[Python-Dev] transform() and untransform() methods, and the codec registry (original) (raw)

Alexander Belopolsky alexander.belopolsky at gmail.com
Tue Dec 7 06:57:43 CET 2010


On Tue, Dec 7, 2010 at 12:06 AM, Nick Coghlan <ncoghlan at gmail.com> wrote:

On Tue, Dec 7, 2010 at 2:46 PM, Alexander Belopolsky <alexander.belopolsky at gmail.com> wrote:

Having all encodings accessible in a str method only promotes a programming style where bytes objects can contain differently encoded strings in different parts of the program.  Instead, well-written programs should decode bytes on input, do all processing with str type and decode on output.  When strings need to be passed to char* C APIs, they should be encoded in UTF-8.  Many C APIs originally designed for ASCII actually produce meaningful results when given  UTF-8 bytes. (Supporting such usage was one of the design goals of UTF-8.) This world sounds nice, but it isn't the one that exists right now. Practicality beats purity and all that :)

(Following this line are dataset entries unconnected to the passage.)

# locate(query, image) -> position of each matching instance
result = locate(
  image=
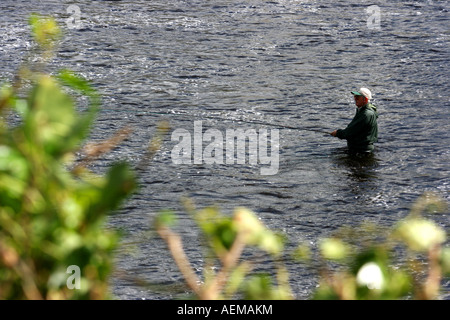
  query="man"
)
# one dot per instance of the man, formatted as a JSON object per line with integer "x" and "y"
{"x": 362, "y": 131}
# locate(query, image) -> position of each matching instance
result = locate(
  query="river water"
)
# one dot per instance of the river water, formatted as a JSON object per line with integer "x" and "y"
{"x": 286, "y": 62}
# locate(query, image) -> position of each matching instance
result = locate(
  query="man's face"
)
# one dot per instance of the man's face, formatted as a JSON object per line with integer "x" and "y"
{"x": 360, "y": 100}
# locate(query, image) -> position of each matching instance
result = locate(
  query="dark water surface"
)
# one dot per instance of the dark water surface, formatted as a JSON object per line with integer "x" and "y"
{"x": 292, "y": 63}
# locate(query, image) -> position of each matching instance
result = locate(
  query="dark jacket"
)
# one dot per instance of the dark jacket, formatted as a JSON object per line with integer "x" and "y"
{"x": 362, "y": 131}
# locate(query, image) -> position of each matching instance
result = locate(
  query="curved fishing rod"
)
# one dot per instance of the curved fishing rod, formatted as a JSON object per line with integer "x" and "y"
{"x": 246, "y": 121}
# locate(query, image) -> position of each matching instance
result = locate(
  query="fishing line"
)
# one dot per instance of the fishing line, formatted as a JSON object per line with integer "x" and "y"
{"x": 242, "y": 120}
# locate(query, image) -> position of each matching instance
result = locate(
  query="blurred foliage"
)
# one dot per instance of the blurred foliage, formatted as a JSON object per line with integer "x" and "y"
{"x": 226, "y": 237}
{"x": 355, "y": 263}
{"x": 358, "y": 263}
{"x": 52, "y": 217}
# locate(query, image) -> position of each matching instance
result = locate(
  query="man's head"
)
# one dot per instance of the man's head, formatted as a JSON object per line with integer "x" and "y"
{"x": 362, "y": 97}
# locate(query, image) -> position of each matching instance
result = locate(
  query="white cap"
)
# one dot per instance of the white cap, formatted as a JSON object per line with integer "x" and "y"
{"x": 363, "y": 92}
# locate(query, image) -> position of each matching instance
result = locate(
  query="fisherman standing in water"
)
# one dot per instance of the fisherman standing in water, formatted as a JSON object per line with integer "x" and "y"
{"x": 362, "y": 131}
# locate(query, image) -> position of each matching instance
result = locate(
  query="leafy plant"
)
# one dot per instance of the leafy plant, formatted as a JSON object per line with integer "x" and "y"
{"x": 354, "y": 264}
{"x": 51, "y": 217}
{"x": 226, "y": 237}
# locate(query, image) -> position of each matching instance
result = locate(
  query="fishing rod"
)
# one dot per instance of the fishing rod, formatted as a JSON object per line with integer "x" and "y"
{"x": 247, "y": 121}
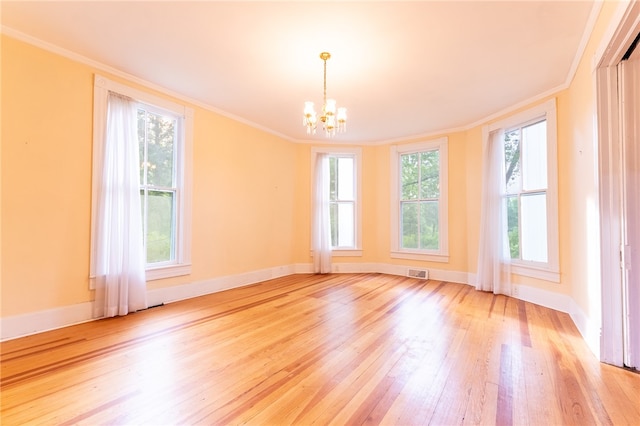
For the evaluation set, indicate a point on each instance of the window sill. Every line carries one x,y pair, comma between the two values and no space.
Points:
346,253
429,257
169,271
535,272
343,253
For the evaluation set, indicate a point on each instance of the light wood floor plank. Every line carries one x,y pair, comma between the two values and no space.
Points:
319,349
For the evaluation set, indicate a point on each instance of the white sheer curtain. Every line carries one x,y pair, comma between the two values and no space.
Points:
493,266
120,261
321,235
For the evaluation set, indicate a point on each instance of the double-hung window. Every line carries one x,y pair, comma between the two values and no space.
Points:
419,201
530,194
165,133
344,191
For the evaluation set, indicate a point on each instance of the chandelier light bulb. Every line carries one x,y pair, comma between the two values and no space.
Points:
333,118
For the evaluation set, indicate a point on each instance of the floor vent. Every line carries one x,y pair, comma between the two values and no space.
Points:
418,273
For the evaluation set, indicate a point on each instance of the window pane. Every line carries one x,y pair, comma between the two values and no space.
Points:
409,224
430,174
513,229
142,136
160,222
512,161
409,176
534,227
345,179
429,225
333,220
534,156
160,143
345,225
333,179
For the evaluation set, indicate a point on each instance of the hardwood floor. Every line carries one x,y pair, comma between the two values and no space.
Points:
339,349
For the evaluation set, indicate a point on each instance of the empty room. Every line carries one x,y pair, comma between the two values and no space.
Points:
298,212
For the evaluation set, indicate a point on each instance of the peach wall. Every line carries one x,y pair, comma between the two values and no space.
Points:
582,251
251,200
243,191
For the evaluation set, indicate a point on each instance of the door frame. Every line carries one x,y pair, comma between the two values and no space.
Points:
621,34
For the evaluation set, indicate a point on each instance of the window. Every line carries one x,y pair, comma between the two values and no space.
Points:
158,138
525,152
344,190
530,179
342,201
419,201
165,144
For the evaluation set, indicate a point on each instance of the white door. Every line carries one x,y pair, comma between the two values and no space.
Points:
629,79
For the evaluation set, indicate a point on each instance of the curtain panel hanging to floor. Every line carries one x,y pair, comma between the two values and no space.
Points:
120,262
493,253
321,236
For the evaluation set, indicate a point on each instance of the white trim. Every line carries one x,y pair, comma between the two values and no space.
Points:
588,328
549,271
533,272
130,77
410,255
214,285
428,135
102,86
41,321
619,35
442,254
37,322
357,154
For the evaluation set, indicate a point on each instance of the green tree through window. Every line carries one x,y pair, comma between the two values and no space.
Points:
158,189
419,200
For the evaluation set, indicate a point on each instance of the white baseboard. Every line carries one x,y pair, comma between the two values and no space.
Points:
37,322
50,319
589,329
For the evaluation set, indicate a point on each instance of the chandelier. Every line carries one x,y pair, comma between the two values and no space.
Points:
333,119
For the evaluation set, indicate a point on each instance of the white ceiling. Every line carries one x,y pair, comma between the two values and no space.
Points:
402,69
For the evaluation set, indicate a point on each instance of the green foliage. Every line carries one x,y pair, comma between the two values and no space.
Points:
156,141
420,190
513,228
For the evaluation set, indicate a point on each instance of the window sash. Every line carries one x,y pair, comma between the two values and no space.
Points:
344,242
550,270
182,209
431,246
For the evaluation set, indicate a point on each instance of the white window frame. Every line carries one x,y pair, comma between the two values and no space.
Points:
356,153
182,263
549,271
442,253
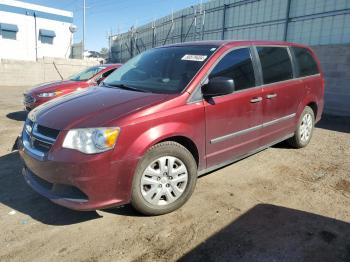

.. and default encoding being fixed as UTF-8 already goes 99% of the way to that world. As long as I can use encode/decode without an argument, it does not bother me much that they can take one. These methods are also much easier to ignore than the transform/untransform pair simply because it is only one method per class. transform/untransform have much larger mental footprint not only because there are two of them in both str and bytes, but also because both str and bytes have a synonymously named translate method. With 43 non-special methods, str interface is already huge. The transform() method with a suitable set of codecs could possibly replace things like expandtabs() or swapcase(), but that would be like writing x.transform('exp') and x.unstransform('exp') instead of math.exp(x) and math.log(x).